Only yesterday, one of my wife’s sisters called. During the call she wanted to say hello to Archie. The speaker phone duly went on. This time Archie was standing pointing a bird hoping around outside. My wife put the phone [on speaker] next to him whilst her sister cooed as much as possible, calling his name.
Again, there was a brief flicker of recognition, a stare at the iPhone’s blank screen and then he got on with watching the bird hop along the wall. He had no interest in the telephone call. If anything, I’d say there was a mild hint of irritation — a dismissiveness in his reaction.
Why would he care? Audio is actually rather rubbish. You can’t see expressions. If 80% of communications are non-verbal expressions/movements, no wonder he isn’t bothered.
It’s definitely possible I’m reading a lot more into wee Archie than I should, I know. But do suspend your disbelief.
What I can guarantee is that if both of these relatives had FaceTimed instead of telephoning, they’d have got huge smiles from Archie along with lots of exclamations, some waving and some shouts.
I found it rather fun to watch the medium with which we’re all so obsessed reduced to a brief interruption of abject irrelevance.
I could actually see him processing the experience.
“Mum is willing my attention at that device. Ok. Oh, I can hear my name coming from that direction. I see no one. I see nothing. The familiar screen is blank. Nothing to see here. Back to that hopping bird.”
You know how a lot of parents have actually taken to Facebooking their children because it’s the only way they can get a response out of them (instead of, say, email, phone or SMS)? Well, put simply, if you want to get on Archie’s radar at the moment, you need to FaceTime him. Take note relatives.

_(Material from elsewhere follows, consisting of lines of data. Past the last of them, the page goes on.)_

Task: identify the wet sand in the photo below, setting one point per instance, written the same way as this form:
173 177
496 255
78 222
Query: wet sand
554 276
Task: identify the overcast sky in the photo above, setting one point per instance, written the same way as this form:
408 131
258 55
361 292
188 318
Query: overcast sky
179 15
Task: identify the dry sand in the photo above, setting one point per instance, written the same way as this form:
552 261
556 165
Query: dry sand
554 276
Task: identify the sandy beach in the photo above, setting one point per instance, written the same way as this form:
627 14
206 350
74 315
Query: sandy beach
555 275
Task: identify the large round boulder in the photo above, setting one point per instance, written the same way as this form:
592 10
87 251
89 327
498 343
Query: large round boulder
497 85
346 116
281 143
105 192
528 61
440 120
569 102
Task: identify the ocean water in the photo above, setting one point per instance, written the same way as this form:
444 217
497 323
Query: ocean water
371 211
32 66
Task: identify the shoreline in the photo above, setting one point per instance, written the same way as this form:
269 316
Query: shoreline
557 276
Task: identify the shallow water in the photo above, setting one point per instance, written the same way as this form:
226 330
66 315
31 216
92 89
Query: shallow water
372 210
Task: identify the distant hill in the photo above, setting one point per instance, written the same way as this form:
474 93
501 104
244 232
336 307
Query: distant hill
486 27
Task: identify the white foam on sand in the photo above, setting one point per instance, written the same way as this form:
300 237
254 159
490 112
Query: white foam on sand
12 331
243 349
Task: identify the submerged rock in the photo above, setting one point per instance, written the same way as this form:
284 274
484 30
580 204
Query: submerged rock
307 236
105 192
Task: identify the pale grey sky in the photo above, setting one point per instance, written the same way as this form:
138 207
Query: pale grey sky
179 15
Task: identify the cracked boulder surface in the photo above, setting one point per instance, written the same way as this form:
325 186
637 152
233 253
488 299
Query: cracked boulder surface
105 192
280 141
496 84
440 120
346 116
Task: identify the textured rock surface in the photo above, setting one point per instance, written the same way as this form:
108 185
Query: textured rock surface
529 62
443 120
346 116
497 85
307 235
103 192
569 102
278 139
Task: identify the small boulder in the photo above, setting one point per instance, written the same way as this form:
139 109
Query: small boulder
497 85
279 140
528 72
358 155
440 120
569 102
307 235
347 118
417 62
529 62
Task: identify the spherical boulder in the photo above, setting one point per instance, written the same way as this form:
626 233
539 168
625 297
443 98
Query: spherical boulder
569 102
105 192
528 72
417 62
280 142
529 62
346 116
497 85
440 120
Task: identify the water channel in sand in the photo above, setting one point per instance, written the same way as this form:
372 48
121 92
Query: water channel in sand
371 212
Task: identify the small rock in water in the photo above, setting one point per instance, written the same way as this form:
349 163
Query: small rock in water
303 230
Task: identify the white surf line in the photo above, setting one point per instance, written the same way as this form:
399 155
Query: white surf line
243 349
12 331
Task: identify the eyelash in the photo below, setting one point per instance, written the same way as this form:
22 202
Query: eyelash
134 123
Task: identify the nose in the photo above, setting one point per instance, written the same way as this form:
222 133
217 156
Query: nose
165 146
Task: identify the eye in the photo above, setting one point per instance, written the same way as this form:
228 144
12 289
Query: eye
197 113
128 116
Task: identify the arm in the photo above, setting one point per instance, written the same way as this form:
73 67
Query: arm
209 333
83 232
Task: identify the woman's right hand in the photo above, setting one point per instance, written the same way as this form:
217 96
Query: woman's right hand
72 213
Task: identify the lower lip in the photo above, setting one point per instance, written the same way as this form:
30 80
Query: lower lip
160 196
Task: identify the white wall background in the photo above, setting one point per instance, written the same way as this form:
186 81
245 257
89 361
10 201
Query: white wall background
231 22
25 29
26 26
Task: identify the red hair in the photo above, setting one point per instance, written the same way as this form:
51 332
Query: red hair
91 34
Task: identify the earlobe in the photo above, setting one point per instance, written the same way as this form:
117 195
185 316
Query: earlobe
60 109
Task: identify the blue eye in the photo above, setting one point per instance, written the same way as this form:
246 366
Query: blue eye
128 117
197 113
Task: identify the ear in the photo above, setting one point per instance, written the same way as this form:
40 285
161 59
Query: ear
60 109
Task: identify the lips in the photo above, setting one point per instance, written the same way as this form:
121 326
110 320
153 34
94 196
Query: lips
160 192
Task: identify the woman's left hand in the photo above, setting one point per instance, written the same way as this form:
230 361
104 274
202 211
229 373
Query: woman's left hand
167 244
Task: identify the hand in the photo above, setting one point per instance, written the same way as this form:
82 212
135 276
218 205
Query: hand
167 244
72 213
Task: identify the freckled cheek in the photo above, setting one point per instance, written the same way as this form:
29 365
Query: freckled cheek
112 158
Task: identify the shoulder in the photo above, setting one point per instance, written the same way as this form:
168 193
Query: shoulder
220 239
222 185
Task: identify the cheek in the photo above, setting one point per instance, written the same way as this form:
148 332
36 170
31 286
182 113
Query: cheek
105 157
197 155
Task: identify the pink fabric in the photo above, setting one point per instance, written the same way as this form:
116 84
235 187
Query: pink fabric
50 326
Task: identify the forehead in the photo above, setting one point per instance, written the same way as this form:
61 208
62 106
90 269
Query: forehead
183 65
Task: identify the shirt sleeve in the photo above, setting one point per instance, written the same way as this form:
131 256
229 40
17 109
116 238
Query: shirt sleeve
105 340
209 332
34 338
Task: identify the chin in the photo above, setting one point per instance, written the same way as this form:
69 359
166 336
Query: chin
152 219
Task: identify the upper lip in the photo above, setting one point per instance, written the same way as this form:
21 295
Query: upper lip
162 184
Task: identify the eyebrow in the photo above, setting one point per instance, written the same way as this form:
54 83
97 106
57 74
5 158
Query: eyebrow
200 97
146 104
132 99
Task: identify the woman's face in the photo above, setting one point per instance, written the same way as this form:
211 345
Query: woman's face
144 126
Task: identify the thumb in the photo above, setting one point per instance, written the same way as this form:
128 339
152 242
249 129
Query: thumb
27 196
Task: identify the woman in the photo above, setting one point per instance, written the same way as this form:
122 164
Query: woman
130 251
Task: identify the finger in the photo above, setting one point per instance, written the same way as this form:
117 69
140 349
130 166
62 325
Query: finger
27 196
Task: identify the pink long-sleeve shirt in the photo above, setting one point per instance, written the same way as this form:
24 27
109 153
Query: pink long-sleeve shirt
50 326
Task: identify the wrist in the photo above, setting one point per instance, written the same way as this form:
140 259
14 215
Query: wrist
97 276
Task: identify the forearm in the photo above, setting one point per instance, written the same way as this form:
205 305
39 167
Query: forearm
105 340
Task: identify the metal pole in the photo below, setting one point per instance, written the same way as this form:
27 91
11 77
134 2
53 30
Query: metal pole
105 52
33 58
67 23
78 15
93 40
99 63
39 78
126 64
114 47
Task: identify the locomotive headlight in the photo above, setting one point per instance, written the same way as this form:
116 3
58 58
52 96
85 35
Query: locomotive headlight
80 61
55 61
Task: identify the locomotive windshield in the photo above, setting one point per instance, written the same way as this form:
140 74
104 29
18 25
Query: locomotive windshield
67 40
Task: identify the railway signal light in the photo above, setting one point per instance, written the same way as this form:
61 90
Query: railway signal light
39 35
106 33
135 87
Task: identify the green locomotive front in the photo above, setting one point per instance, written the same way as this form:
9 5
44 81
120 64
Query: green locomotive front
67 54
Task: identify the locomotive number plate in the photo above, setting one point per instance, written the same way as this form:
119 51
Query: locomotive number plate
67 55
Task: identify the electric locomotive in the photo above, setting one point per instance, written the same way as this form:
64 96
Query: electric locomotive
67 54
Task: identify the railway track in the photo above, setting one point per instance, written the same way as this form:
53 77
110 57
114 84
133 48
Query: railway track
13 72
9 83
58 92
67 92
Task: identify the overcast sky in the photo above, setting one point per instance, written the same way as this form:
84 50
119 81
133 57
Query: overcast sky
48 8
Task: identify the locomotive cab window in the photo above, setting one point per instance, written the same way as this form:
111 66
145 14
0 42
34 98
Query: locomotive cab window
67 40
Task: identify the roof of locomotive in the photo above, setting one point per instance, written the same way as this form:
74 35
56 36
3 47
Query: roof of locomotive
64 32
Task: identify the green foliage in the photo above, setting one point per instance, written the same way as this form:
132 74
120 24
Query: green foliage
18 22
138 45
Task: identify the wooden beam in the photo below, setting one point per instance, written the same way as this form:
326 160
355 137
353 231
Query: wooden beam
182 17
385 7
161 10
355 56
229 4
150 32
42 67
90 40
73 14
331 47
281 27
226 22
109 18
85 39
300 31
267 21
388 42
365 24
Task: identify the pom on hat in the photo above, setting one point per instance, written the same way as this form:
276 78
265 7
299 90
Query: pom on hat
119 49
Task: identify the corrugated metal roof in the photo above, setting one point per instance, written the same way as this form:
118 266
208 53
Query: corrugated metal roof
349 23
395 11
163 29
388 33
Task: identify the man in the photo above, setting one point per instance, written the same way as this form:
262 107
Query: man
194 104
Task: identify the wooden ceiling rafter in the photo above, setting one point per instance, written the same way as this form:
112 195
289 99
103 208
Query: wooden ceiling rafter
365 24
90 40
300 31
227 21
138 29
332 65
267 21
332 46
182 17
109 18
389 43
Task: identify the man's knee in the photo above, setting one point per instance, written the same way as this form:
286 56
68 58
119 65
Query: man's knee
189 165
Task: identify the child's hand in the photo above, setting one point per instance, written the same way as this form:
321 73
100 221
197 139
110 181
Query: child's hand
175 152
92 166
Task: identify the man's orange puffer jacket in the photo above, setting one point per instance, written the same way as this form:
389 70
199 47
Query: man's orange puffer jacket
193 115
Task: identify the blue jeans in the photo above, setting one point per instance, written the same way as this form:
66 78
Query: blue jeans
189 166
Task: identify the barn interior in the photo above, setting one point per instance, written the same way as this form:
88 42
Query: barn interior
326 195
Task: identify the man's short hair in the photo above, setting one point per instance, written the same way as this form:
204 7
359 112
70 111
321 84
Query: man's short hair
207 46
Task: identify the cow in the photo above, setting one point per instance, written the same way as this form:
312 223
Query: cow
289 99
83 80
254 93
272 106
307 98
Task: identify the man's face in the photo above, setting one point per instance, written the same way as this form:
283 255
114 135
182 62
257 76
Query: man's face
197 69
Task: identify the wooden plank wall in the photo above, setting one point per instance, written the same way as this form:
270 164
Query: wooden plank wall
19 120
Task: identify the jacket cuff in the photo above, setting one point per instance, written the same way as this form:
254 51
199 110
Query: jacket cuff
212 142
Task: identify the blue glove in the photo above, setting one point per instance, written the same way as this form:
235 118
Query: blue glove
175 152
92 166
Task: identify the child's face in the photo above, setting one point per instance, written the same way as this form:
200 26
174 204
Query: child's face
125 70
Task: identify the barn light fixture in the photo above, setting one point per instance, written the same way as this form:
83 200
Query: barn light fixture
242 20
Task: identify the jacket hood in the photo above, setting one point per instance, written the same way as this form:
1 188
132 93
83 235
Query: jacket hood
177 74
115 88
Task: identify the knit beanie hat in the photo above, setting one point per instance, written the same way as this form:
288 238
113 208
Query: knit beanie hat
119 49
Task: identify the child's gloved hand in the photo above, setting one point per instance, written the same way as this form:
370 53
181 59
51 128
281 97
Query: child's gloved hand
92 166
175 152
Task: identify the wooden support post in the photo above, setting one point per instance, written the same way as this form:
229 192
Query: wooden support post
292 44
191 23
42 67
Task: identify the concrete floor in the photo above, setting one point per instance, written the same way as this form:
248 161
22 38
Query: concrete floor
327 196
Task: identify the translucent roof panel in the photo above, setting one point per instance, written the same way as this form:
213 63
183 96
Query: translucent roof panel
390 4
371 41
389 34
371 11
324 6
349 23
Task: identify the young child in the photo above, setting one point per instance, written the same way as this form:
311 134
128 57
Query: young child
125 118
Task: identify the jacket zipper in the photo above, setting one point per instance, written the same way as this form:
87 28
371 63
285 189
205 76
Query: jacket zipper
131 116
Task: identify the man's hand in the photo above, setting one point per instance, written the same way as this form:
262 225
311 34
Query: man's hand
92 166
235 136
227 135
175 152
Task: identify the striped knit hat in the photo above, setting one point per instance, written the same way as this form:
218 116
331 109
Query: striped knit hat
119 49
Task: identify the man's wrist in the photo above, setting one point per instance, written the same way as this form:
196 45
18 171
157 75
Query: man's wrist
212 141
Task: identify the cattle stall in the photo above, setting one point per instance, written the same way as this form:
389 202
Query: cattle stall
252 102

This very small example of changing technology patterns highlights a larger, worrying situation for mobile operators in the medium term. Only today the Financial Times reported that Vodafone doesn’t know what to do with it’s money:
Figuring out a use for all the extra cash from the dividends could be a pain. Vodafone’s own history includes several large acquisitions that proved hard to integrate. While chief executive Vittorio Colao could merely expand the share buyback programme, investors might interpret that as a sign that he has run out of ideas.
The company, notes the FT, has already spunked £4 billion on a share buyback programme.
It’s most definitely time for some outside-the-sodding-box innovation and not just from Vodafone.
Although it’s literally early days with Archie, I’m pretty confident that in 10 years time, he’s unlikely to be bothering with ‘minute’ and ‘text’ balances on his price plan.
What do you reckon? How are your children reacting to mobile technology?
[On a related point: Archie is highly confused by monitors (desktop and laptop) that are not touch/gesture sensitive. He expects to see some kind of response when he presses. This is entirely down to his experience manhandling and playing with the iPhones and iPads around the house.]